Treatment Effects Using Linear Regression

Murray Keogh · June 7, 2020

Ankylosing Spondylitis is an auto-immune disease which causes inflammation and eventual seizing up (ankylosis) of the joints of the spine, and to a lesser extent of the hips and shoulders. To determine the effects of treatment on this disease, patients were randomly allocated to either a treatment group, in which they received physiotherapy involving daily stretching exercises for their hip joints, or to a control group in which no stretching or other physiotherapy was provided. Hip mobility in terms of flexion (bringing the knee up towards the chest) and rotation (rotating the knee inwards and outwards) were measured on each side (right and left), before the study commenced, and after it was completed.

In this blog post, I will utilize linear regression models to ascertain the impact of treatment on hip mobility. The data from the study is avaiable as a base dataset readily available in the R environment called “hips”. All of the code for this analysis can be found on my Github.

Exploratory Data Analysis

To begin any analysis, exploratory data analysis must be conducted. I will only share a few of the more important findings from my EDA process.

Boxplots were created to analyze the differences in mobility before and after treatment (or no treatment for the control group) :

From the boxplot output, I observe that there there is minimal differences for the four predictor variables between the left and right side. The raftvariable has a slightly higher median for the right side versus the left. The rbef variable has a large IQR range for the left side versus the right. However, the fbef, faft, and raft variables all have a higher median for the treatment group versus the control group. The rbef median for the control group is slightly higher than the treatment group, but the treatment group has a larger IQR range.

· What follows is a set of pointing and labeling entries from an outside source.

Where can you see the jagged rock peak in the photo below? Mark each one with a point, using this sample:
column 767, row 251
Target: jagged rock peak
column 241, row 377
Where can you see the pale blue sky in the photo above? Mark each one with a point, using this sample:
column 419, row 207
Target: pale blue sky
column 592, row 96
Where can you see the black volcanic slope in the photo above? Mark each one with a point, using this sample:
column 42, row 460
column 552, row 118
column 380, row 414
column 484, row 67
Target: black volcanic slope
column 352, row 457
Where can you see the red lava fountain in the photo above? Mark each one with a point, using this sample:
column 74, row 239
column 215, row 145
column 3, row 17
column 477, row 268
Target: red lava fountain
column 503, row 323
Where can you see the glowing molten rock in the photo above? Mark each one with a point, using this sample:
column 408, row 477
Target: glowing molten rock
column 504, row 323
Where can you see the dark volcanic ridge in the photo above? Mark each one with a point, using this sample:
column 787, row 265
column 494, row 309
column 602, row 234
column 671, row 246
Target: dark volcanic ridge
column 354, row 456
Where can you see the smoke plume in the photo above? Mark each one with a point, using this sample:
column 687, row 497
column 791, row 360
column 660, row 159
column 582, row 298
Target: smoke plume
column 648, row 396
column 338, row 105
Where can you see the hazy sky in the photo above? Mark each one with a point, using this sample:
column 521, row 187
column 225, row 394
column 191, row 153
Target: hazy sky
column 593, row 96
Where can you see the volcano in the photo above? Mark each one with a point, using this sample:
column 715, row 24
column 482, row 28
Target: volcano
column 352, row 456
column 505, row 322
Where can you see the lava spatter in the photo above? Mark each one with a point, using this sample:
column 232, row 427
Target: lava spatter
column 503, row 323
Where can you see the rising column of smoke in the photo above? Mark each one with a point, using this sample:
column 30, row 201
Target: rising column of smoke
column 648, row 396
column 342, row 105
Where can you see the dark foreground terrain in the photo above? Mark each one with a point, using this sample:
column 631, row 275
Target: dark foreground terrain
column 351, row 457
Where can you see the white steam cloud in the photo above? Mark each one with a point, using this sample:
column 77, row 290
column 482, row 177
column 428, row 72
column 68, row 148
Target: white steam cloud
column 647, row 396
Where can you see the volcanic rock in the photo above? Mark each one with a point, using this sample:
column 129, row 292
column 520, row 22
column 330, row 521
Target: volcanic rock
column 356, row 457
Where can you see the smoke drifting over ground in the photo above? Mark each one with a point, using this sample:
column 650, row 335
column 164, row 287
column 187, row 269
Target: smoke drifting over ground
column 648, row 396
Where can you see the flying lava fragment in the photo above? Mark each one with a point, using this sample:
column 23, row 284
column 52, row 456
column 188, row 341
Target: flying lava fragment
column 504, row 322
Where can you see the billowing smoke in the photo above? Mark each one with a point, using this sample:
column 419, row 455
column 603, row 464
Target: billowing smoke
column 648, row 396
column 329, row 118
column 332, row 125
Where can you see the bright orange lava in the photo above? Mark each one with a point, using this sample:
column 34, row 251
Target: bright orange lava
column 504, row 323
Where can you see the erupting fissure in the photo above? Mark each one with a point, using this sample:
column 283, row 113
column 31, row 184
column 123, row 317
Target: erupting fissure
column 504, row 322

Correlations between the mobility variables were computed as well :

Positive correlations are seen between the before and after variables as the flexion and rotation angles before would correlate with the after values for the majority of patients.

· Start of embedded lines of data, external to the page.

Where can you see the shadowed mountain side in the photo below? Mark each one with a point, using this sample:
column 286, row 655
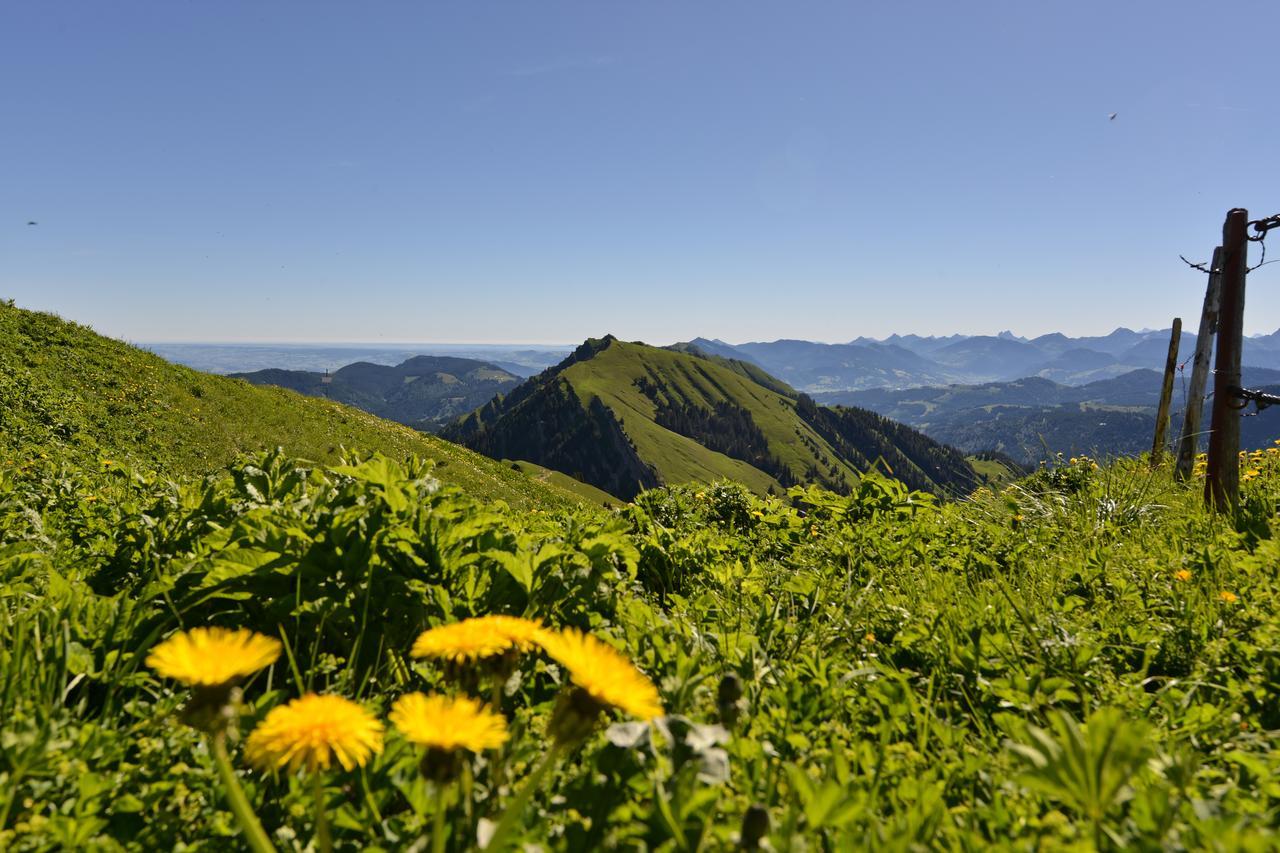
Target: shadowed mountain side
column 626, row 416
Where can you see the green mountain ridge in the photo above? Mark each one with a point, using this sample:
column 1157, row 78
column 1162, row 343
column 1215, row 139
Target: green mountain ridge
column 625, row 416
column 424, row 392
column 86, row 398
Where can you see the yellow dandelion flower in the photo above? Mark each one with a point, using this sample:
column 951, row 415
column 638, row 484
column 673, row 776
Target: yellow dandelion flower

Finally, I also created two new variables to calculate the difference between before and after mobility measurements. The histograms below summarize the distributions for both sides and treatment groups :

I observe that the treatment groups for both the Flexion and Rotation angle differences have a higher frequency of larger changes than the control groups. The Rotation angle shows a marked improvement for the treatment group especially. Both the control and treatment groups have the highest frequency between 0 and 5, but the treatment group has a higher frequency for differences above 5, and a lower frequency for negative differences. The Flexion angle has the higher frequency between 0 and 10 for both the treatment and control groups. However, the treatment group has a higher frequency of differences above 10, and also has more extreme differences for both positive and negative differences. This shows a possible treatment effect, but more exploration is needed to confirm what the graphs are showing.

Fitting a Linear Model

To study the possible treatment effect, I will create two linear models for both the flexion and rotation angle differences for one hip side. The linear model summaries can be seen below, using the right hips of the patients.

From the first output, I can conclude that there does not appear to be a treatment effect for the flexion angle difference. This is due to the grp variable not being significant at any level. However, from the second output, I observe that there does appear to be a treatment effect for the rotation angle difference. The grp variable is significant at the 99% significance level for the right side hips.

Also, since the linear models are simply a linear equation, I can also use the estimated coeffiecient to approximate the impact the treatment had. From the second output, I see that the estimated coefficient of 5.4 means that patients in the treatment group experienced an improvment of 5.4 degrees in the rotation angle difference on average.

Conclusion

This is a really simple application of using linear models for health data. I am able to quickly observe the treatment effect on one mobility outcome and approximate the numerical effect on the outcome. In further blog posts, I hope to expand on the application of linear regression to healthcare data.